Toutefois, rien de neuf sous le soleil si ce n’est que Jason Lytle (enfin… Grandaddy…) continue d’essaimer de nouveaux classiques. Just Like The Fambly Cat se démarque réellement lorsqu’il vogue vers d’autres expériences sensitives, notamment Rear View Mirror, The Animal World, Skateboarding Saves Me Twice, ou encore Where I'm Anymore. C’est tout le paradoxe de Grandaddy. On ressent à la fois de l’allégresse et de l’amertume au vu du potentiel dégagé par le quintette de Californie. Impression corroborée par un final en apothéose.
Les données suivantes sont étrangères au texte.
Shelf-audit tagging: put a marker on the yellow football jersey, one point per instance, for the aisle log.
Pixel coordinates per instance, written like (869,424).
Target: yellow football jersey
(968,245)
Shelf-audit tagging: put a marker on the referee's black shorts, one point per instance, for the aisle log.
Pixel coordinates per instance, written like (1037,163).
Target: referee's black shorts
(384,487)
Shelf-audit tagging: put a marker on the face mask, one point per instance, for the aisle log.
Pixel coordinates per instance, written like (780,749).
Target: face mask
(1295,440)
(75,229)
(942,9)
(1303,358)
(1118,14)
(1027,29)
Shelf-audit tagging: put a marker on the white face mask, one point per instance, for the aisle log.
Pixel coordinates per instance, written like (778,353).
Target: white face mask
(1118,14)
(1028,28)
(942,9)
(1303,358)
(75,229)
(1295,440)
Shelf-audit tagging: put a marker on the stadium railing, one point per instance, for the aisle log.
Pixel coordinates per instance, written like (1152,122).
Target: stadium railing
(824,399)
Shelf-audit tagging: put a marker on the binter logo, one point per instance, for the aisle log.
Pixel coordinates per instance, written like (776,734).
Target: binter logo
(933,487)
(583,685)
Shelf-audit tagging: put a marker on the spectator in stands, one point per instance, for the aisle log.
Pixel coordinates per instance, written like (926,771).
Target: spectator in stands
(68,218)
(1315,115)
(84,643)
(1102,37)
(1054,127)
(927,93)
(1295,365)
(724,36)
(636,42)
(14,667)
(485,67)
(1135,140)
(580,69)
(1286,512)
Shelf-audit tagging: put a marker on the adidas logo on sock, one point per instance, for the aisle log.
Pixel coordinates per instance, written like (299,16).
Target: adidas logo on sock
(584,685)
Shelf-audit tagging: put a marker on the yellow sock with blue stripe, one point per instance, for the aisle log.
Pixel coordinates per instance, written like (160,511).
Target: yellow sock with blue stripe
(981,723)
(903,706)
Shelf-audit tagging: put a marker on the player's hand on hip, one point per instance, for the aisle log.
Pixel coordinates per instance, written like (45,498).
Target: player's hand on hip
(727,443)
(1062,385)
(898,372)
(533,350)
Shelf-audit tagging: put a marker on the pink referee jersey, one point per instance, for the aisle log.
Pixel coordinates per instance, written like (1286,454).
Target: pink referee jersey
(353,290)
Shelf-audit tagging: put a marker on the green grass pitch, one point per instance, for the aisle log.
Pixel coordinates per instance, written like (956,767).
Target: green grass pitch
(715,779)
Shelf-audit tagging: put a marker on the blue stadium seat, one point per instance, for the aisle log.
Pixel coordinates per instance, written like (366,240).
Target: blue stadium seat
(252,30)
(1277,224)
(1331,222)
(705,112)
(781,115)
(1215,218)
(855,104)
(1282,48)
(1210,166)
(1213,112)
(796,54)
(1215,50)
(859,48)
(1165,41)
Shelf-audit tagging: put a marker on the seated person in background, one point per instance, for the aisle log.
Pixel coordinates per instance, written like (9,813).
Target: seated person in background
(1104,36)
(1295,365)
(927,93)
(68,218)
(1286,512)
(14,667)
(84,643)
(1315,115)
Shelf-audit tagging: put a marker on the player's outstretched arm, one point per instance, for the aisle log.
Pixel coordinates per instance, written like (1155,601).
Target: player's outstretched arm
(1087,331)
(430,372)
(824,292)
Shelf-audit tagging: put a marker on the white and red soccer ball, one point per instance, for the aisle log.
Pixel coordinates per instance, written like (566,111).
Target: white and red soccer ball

Disconnecty, This Is How It Always Starts et Shangri-La (en guise de piste cachée) parachèvent un album en parfaite symbiose. Seul bémol, en dépit de ses sublimes apparats, Just Like The Fambly Cat ne réitère pas les fulgurances harmoniques de The Sophtware Slump. Cette fois-ci, la porte est définitivement close, scellée, circonscrite et éclusée… L’aventure Grandaddy est bel et bien terminée… Tout du moins, pas vraiment… Pas tout à fait…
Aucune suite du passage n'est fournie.